At the University of Leeds, I have established an industrially-facing research group, applying this unique approach to industrial challenges, working in partnership with a number of companies in a wide variety of areas including; heterogeneous catalyst characterisation and development, continuous nanoparticle synthesis, and automated and high throughput pharmaceutical and agrochemical manufacturing.  By harnessing continuous flow platforms and automation it is possible to utilise performance directed optimisation to refine processes with unprecedented levels of efficiency, reducing development time and facilitating scale-up.  Specifically, from a nanomaterials perspective, this relates to the fabrication and use of nanoparticle systems but this approach can be exploited in other areas of chemistry, such as pharmaceutical process development.

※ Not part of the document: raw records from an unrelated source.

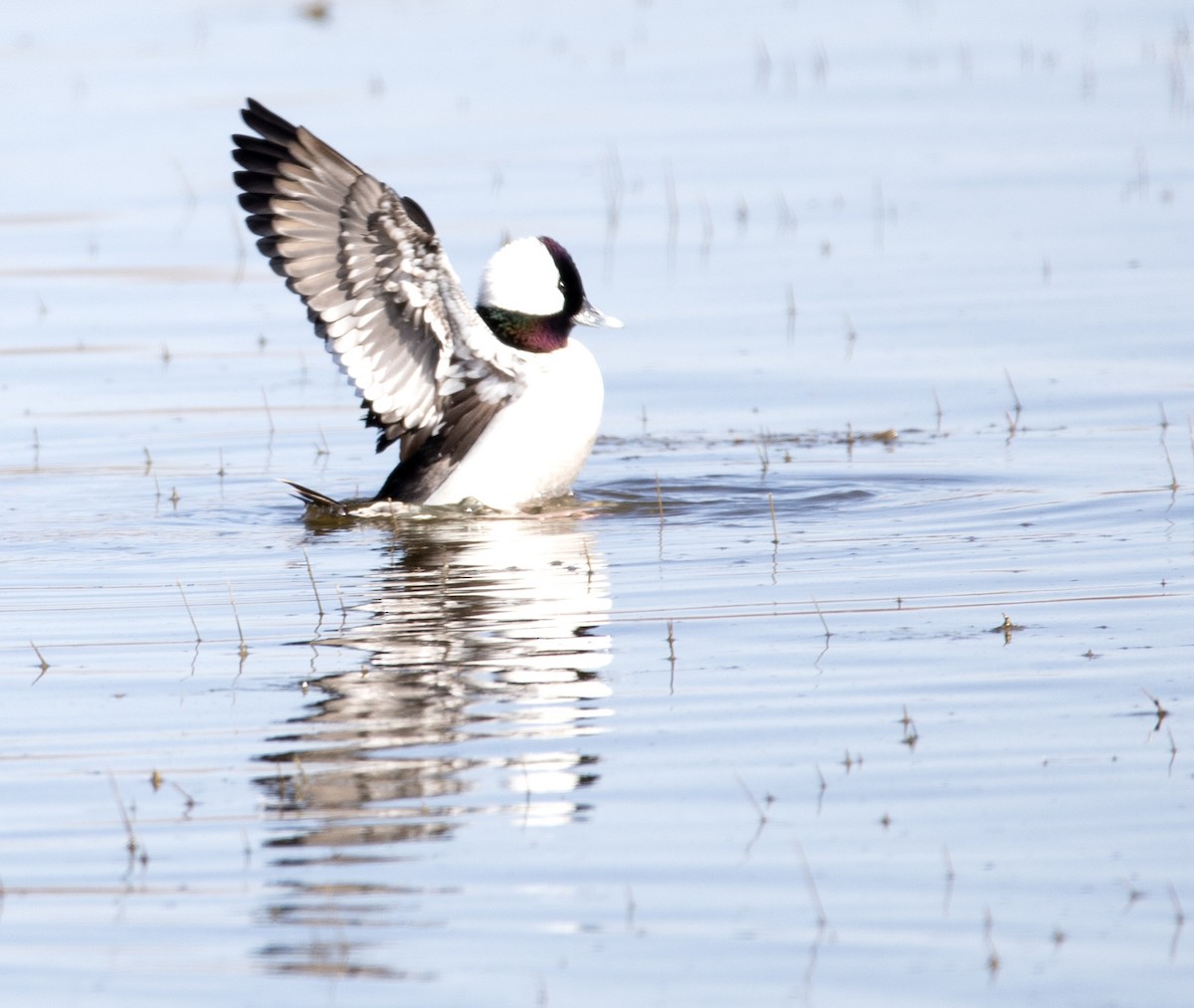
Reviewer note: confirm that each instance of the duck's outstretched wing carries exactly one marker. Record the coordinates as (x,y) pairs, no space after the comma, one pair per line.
(376,284)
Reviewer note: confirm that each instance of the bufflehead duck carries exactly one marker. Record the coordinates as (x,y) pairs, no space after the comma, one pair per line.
(494,403)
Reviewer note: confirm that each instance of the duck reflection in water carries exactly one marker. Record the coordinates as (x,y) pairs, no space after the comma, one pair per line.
(479,686)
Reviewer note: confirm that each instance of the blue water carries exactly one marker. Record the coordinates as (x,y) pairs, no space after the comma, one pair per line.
(855,675)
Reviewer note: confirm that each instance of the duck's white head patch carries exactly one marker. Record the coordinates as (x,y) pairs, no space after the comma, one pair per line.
(523,278)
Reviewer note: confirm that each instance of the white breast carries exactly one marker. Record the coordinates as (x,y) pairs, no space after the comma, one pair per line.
(536,447)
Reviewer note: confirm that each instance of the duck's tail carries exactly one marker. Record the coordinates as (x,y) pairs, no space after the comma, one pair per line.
(313,499)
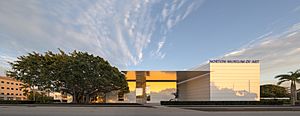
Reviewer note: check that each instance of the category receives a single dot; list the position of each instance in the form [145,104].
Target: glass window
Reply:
[120,96]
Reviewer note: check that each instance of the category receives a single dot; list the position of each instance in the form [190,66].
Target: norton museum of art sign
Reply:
[233,61]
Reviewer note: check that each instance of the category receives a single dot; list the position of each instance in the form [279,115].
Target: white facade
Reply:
[224,82]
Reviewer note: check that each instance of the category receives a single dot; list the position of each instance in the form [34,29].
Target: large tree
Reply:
[80,74]
[293,78]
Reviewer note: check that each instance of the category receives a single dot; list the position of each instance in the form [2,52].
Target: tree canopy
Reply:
[293,78]
[80,74]
[273,91]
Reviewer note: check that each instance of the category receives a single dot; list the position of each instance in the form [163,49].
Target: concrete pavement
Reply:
[128,111]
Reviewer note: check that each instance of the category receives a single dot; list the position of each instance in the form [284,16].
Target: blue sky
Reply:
[156,34]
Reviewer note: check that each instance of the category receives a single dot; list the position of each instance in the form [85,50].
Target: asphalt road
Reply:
[129,111]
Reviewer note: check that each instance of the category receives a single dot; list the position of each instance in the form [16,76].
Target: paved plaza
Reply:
[129,111]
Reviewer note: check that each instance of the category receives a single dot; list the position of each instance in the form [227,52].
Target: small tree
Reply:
[293,78]
[273,91]
[80,74]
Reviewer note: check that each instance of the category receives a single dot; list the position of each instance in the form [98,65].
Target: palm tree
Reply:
[293,78]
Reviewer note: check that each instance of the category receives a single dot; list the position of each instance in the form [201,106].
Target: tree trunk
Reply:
[74,97]
[293,93]
[87,98]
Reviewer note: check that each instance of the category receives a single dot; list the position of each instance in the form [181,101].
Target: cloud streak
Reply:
[119,31]
[278,53]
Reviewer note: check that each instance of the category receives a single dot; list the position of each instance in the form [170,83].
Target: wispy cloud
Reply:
[278,53]
[119,31]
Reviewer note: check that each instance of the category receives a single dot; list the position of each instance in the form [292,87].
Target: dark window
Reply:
[148,97]
[121,96]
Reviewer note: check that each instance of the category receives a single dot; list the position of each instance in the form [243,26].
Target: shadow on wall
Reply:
[218,93]
[163,95]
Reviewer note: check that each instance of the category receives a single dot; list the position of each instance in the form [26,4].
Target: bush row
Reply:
[16,102]
[262,102]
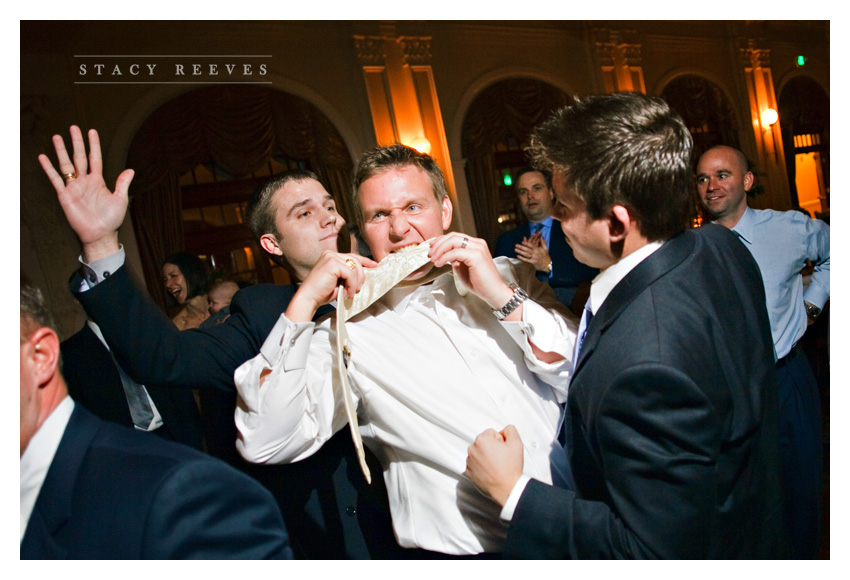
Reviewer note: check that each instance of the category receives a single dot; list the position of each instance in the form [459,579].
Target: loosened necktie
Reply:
[137,399]
[378,281]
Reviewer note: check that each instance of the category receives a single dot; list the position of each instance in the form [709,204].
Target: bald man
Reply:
[782,243]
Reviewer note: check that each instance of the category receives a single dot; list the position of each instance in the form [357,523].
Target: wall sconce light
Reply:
[768,118]
[421,144]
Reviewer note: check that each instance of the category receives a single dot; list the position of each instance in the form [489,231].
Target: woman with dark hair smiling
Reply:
[186,277]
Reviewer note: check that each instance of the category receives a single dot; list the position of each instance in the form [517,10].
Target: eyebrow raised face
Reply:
[307,202]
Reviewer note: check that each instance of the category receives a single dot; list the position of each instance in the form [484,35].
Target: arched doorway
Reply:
[197,159]
[804,115]
[708,116]
[494,136]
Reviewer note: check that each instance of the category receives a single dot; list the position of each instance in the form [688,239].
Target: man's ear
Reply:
[447,213]
[45,354]
[269,243]
[620,223]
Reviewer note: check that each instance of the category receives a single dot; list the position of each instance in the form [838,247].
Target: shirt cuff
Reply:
[290,341]
[97,271]
[540,328]
[513,499]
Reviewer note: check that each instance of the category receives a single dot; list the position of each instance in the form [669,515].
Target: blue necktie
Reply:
[565,436]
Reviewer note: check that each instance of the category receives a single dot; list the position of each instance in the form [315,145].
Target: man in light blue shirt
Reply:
[782,243]
[534,243]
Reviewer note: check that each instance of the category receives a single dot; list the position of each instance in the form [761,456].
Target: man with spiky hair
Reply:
[671,420]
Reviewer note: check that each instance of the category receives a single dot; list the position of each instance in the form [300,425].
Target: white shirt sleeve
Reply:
[287,404]
[546,323]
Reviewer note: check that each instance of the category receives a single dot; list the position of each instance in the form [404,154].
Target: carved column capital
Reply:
[417,49]
[370,50]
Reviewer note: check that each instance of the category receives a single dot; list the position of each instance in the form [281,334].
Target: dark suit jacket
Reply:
[329,509]
[673,414]
[567,272]
[114,493]
[94,382]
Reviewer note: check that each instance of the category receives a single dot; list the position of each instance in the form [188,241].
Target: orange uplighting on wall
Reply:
[769,117]
[421,144]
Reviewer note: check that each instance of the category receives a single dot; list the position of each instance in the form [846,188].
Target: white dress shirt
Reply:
[430,369]
[37,457]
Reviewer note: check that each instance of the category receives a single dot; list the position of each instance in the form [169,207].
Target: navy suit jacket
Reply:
[115,493]
[673,419]
[94,382]
[329,509]
[567,272]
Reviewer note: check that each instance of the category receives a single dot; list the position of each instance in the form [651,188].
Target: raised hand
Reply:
[473,264]
[93,212]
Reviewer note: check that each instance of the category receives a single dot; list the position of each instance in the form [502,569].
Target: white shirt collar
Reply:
[608,278]
[37,457]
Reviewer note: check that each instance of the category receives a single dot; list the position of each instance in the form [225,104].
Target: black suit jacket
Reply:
[94,382]
[329,509]
[114,493]
[567,272]
[673,414]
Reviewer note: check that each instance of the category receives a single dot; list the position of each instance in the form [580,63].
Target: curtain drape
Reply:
[238,129]
[501,118]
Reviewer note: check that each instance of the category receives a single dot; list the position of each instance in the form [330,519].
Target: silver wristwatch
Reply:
[518,298]
[811,309]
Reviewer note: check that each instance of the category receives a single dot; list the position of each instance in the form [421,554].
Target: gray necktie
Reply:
[137,399]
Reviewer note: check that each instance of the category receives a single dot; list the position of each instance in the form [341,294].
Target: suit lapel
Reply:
[667,257]
[53,507]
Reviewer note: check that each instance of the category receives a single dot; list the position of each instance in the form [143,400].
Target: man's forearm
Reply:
[100,248]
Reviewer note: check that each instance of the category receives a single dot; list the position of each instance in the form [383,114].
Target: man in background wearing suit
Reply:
[333,512]
[672,419]
[98,383]
[540,243]
[95,490]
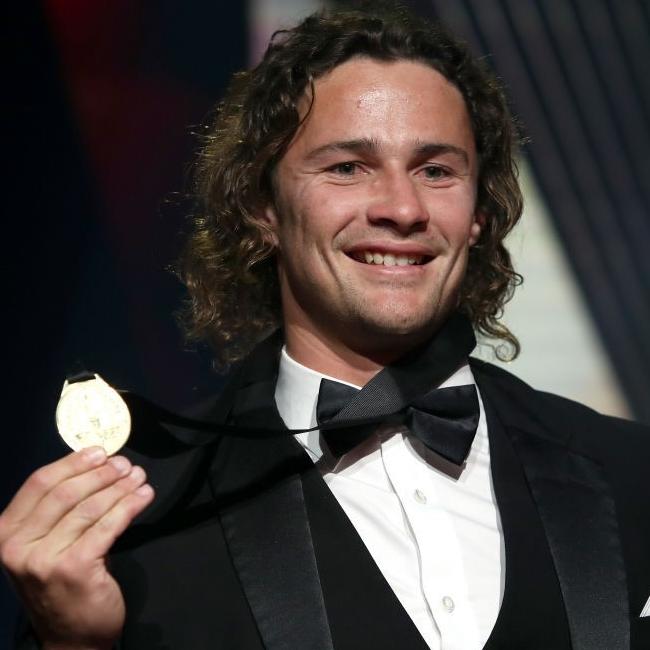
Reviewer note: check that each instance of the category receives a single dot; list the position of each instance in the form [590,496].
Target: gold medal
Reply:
[92,413]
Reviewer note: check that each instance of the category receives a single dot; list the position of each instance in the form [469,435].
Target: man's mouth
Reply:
[389,259]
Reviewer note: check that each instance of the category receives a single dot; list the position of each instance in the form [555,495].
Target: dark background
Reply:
[100,102]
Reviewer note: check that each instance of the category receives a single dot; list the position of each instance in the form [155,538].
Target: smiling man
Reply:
[382,489]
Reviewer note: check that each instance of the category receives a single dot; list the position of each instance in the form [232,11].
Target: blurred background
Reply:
[101,102]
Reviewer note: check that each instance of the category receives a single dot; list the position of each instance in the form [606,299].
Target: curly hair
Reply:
[228,263]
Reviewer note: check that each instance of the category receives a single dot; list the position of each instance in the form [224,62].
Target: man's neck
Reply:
[332,357]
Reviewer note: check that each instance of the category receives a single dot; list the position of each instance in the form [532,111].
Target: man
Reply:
[356,189]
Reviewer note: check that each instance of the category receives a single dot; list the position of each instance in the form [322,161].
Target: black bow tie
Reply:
[444,419]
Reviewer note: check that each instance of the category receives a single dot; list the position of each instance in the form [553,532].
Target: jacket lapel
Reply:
[576,507]
[265,520]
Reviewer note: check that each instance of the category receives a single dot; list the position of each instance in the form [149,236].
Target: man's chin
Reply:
[386,330]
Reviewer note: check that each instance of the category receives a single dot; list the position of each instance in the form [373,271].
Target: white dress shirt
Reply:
[432,529]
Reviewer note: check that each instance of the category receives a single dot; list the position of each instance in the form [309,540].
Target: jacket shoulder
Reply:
[586,426]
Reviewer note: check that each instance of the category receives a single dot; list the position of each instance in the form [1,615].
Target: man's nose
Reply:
[398,204]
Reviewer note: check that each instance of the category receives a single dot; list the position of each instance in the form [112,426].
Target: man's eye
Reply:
[344,169]
[435,173]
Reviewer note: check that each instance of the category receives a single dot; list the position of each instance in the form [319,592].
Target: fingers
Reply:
[98,539]
[44,479]
[92,509]
[68,494]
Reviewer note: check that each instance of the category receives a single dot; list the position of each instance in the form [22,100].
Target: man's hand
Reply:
[54,538]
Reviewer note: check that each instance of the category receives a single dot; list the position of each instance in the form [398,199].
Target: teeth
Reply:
[389,259]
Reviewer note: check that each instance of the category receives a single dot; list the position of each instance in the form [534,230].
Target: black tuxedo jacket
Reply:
[246,548]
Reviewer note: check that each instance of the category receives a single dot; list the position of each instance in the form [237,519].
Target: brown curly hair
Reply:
[228,262]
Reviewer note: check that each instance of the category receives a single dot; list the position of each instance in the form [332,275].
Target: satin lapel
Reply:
[272,551]
[577,511]
[266,526]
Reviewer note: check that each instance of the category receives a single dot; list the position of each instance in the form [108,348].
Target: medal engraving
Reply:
[92,413]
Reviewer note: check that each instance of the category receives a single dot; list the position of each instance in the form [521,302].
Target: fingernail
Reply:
[144,490]
[95,454]
[121,464]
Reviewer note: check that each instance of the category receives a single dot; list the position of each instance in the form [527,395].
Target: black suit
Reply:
[245,547]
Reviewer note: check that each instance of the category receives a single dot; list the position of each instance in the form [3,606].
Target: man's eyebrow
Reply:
[371,145]
[358,146]
[427,149]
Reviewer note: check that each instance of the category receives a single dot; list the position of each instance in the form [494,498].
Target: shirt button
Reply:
[420,496]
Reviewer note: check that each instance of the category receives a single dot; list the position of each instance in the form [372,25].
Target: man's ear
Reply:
[476,228]
[268,216]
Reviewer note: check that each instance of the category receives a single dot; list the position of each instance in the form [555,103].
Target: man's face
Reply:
[375,206]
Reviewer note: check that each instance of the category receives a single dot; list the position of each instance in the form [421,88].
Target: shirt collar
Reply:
[296,391]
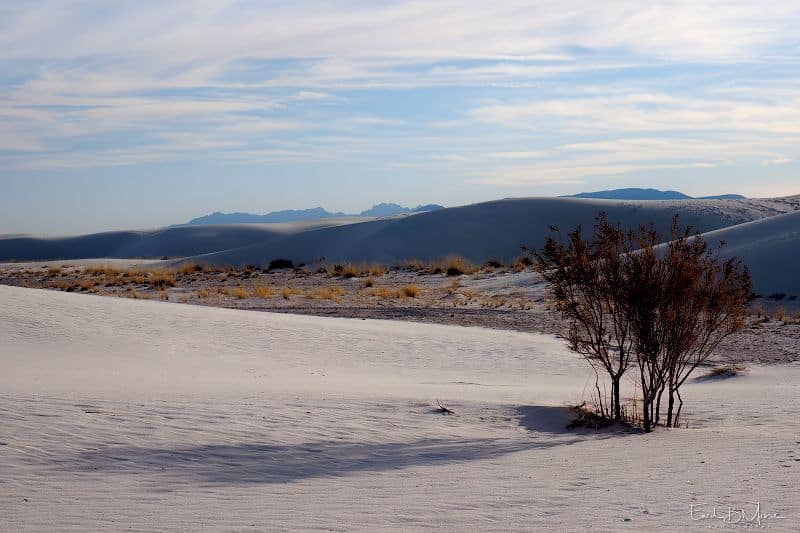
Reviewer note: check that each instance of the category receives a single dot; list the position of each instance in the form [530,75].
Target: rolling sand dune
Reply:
[770,247]
[178,241]
[487,230]
[121,414]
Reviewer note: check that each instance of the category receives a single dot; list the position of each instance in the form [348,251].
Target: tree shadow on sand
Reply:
[247,463]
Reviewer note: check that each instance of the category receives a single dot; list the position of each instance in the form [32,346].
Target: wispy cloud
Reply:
[516,93]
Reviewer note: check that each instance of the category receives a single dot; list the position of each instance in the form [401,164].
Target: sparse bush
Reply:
[410,291]
[278,264]
[191,268]
[376,269]
[87,284]
[522,263]
[160,279]
[263,291]
[723,372]
[288,292]
[386,293]
[623,297]
[469,294]
[326,293]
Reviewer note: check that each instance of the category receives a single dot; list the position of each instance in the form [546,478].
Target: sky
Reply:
[138,114]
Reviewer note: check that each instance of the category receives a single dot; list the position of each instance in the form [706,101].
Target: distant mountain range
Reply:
[649,194]
[379,210]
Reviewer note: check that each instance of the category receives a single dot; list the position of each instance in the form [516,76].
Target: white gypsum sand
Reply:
[120,414]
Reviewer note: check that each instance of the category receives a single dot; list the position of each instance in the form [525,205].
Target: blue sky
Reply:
[139,114]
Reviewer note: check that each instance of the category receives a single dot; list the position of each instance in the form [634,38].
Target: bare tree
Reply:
[682,302]
[586,279]
[628,297]
[707,301]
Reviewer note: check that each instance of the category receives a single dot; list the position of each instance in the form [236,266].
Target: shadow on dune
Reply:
[546,419]
[262,463]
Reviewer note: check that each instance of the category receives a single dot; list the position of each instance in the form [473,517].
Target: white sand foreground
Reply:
[120,414]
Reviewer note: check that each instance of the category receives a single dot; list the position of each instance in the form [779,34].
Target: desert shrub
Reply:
[376,269]
[346,270]
[415,265]
[263,291]
[87,284]
[191,268]
[386,293]
[410,291]
[288,292]
[522,263]
[278,264]
[326,293]
[622,297]
[723,372]
[62,285]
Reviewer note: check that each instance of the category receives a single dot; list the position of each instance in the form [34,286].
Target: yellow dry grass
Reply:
[263,291]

This talk will outline some of the recent advancements made within the group both in terms of fabrication methodologies and application of nanomaterial systems.

References


  1. J. Friedl, M. A. Lebedeva, K. Porfyrakis, U. Stimming, T. W. Chamberlain*, Journal of the American Chemical Society, 2018, 140, 401.
  2. P. Clément, X. Xu, C.T. Stoppiello, G.A. Rance, A. Attanzio, J.N. O'Shea, R.H. Temperton, A.N. Khlobystov, K.R.J. Lovelock, J.M. Seymour, R.M. Fogarty, A. Baker, R.A. Bourne, B. Hall, T.W. Chamberlain*, M. Palma*, Angewandte Chemie International Edition, 2019, 58(29), 9928-9932.
  3. S. Doherty*, JG Knight, T. Backhouse, RJ Summers, E Abood, W Simpson, W Paget, RA Bourne TW Chamberlain*, R Stones, KRJ Lovelock, J Seymour, M Isaacs, C Hardacre, H Daly, NH Rees, ACS Catalysis, 2019, 9.6, 4777-4791.

Biography


Thomas Chamberlain comes from Matlock, in Derbyshire, and completed an MSci in Chemistry at the University of Nottingham in 2005.  He was then awarded a University Interdisciplinary award to study a PhD with Professors Andrei Khlobystov and Neil Champness in Chemistry and Peter Beton in the School of Physics working on the synthesis of novel functional fullerene molecules and the subsequent formation of fullerene/carbon nanotube peapod structures. He received his PhD in 2009 and then joined the Nottingham Nanocarbon group as a post-doctoral research associate studying the use of supramolecular forces, such as van der Waals and H-bonding, to organise molecules in 1D and 2D arrays utilising carbon nanotubes as quasi 1D templates. During this position he established the application of carbon nanotubes as catalytic nanoreactors for the formation of novel molecular and nanostructured products and developed a wide variety of techniques to study the interactions of carbon and metal species at both atomic and bulk length scales.

Dr Chamberlain was appointed as a University Academic Fellow in Nanotechnology for Catalysis at the University of Leeds in 2015. Where he has established his own independent research group within the Institute of Process Research and Development applying his understanding of nanomaterials to both fundamental and applied research challenges.  Specifically, there is a focus on the fabrication and application of functional nanomaterials, developing new methods for assembling hybrid nanomaterials, consisting of both molecular and nanoparticle building blocks, and monitoring these processes and the subsequent performance of materials in situ using a variety of spectroscopic techniques. In addition, the group works with flow chemistry and automated optimization systems enabling fundamental understanding in terms of designing and utilizing carbon supported hybrid materials to be harnessed to solve real world problems.